Baroness Barran has been moved on as charities minister in the final stages of Prime Minister Boris Johnson’s reshuffle this week.
However, the charity sector is still awaiting news of who Barran’s successor will be, overseeing charity policy at the Department for Digital, Culture, Media and Sport (DCMS).
Barran’s departure from the DCMS, after two years as charities minister, follows the departure of Culture Secretary Oliver Dowden last week. He became co-chair of the Conservative Party and been replaced by former health minister Nadine Dorries.
Barran has joined the Department for Education as minister for the school system. This includes overseeing school efficiency, safeguarding, home education and intervention in underperforming schools.
Great honour to be appointed to @educationgovuk ministerial team. Excited to get to work but first….HUGE THANKS to @DCMS Civil Society and Youth team for all your support.
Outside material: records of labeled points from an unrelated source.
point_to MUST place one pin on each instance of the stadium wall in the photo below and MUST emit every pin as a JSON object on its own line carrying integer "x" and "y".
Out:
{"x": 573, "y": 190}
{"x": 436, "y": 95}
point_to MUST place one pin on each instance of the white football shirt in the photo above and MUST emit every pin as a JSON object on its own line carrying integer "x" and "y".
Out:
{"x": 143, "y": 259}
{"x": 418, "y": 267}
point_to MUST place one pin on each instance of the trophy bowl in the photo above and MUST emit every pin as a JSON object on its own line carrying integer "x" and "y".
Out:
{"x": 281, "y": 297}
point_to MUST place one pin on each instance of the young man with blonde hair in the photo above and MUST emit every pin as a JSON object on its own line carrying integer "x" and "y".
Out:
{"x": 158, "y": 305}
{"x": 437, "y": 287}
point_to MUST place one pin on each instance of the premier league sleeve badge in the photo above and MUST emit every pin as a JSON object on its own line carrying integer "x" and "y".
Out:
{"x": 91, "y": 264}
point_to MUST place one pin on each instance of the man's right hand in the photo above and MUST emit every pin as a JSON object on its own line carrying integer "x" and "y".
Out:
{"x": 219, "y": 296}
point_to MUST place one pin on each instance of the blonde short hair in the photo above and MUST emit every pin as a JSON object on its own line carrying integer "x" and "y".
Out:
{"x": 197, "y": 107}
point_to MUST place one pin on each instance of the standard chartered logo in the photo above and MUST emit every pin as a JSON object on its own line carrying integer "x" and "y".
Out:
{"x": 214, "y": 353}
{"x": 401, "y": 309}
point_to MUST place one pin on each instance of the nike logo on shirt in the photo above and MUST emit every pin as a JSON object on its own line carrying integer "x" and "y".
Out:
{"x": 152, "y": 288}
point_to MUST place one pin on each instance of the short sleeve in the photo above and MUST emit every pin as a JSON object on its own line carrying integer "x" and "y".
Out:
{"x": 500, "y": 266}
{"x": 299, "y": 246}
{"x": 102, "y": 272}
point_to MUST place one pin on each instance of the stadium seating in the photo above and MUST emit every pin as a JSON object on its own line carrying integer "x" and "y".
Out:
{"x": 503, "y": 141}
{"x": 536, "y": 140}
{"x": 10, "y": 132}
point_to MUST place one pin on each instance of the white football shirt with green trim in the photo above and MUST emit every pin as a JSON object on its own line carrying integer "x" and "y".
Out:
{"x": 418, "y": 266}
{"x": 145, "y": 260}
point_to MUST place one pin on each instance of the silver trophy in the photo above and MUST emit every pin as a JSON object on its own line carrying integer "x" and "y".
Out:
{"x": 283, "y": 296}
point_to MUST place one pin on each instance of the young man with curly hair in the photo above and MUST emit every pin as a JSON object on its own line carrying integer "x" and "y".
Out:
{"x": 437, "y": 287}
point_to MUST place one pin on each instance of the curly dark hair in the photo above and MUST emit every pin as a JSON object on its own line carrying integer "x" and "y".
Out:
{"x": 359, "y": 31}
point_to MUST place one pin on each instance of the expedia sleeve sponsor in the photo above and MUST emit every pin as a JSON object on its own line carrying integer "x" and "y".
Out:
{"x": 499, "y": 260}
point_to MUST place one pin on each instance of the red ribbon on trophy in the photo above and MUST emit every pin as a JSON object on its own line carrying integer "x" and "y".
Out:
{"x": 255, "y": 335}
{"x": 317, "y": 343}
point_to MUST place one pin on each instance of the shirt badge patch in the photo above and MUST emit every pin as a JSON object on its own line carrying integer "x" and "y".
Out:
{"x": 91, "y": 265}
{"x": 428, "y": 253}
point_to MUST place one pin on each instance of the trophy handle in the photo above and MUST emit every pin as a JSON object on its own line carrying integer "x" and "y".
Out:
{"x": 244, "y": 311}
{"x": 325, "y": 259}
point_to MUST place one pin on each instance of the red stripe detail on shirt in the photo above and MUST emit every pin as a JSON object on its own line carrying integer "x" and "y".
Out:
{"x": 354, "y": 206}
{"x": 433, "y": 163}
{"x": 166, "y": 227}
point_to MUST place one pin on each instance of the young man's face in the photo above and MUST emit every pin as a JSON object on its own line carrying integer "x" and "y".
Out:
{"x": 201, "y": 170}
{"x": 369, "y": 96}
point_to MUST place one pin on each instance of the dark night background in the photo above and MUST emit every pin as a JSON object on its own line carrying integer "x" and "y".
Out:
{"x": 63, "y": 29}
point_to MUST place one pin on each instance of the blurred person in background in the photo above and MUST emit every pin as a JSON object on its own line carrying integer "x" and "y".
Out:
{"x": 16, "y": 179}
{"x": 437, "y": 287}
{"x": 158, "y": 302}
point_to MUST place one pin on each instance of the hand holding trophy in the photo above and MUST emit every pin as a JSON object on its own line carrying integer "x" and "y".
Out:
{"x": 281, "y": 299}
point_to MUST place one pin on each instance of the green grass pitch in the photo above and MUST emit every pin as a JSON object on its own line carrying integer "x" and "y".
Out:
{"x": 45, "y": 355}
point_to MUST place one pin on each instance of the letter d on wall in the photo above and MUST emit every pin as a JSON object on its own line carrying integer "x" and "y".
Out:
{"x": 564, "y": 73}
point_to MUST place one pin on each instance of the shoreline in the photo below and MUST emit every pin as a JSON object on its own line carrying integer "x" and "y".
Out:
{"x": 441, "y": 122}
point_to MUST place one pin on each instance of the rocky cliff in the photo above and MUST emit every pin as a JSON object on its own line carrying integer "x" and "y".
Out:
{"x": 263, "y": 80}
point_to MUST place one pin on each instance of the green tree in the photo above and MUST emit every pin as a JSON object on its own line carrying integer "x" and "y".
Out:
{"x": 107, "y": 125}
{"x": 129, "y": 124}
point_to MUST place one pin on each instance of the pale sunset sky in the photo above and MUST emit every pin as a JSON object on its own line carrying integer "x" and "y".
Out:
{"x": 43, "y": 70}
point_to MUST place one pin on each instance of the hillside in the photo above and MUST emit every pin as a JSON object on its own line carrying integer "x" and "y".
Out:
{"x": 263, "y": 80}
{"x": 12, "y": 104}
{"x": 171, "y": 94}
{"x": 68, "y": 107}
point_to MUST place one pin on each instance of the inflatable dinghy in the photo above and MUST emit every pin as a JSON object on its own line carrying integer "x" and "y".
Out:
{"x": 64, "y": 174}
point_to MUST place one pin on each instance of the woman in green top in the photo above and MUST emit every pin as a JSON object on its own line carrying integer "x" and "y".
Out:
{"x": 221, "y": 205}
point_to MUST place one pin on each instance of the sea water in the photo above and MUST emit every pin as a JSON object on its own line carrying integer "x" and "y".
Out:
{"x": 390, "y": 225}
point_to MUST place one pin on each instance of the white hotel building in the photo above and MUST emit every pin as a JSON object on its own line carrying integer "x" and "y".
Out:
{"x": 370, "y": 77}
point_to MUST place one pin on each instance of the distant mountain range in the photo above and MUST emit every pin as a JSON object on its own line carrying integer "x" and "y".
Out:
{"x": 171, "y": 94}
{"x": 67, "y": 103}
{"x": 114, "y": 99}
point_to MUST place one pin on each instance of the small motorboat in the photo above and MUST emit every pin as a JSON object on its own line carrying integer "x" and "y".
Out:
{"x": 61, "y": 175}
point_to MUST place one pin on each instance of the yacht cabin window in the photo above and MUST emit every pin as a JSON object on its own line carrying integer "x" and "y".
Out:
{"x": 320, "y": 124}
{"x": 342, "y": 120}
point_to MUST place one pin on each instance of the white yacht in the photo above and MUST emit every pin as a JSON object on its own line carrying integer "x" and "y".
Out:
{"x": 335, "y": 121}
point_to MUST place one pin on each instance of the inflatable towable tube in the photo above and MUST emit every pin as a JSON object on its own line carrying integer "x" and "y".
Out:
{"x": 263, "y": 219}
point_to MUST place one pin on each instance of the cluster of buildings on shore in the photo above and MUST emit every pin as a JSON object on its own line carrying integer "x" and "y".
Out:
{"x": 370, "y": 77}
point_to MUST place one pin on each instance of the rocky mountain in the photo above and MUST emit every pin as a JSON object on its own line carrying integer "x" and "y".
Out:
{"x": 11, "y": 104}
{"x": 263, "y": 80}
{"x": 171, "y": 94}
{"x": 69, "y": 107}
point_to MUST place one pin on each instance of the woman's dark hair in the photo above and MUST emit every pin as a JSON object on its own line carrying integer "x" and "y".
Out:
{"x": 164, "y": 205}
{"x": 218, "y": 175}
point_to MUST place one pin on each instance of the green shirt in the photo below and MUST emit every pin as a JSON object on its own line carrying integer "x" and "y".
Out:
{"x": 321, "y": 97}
Also to all the charities, social enterprises for all the work you do - esp during the past 18 months 1/3— Diana Barran (@dianabarran) September 17, 2021
In departing the DCMS Barran said that the charity sector has “stepped up and delivered for our communities” during a “the most difficult time” amid the Covid-19 pandemic.
She added: “Thanks too to all the funders and philanthropists who have partnered with us in the past year.”
Among charity sector priorities facing Barran’s successor will be the appointment of the next Charity Commission chair.
A legal challenge has been issued against comments made by Dowden before his departure from the DCMS that the new regulator’s chair should “refocus” charities away from their “woke credentials”. The legal action focuses on concerns that ministers are looking to push the Charity Commission beyond its remit.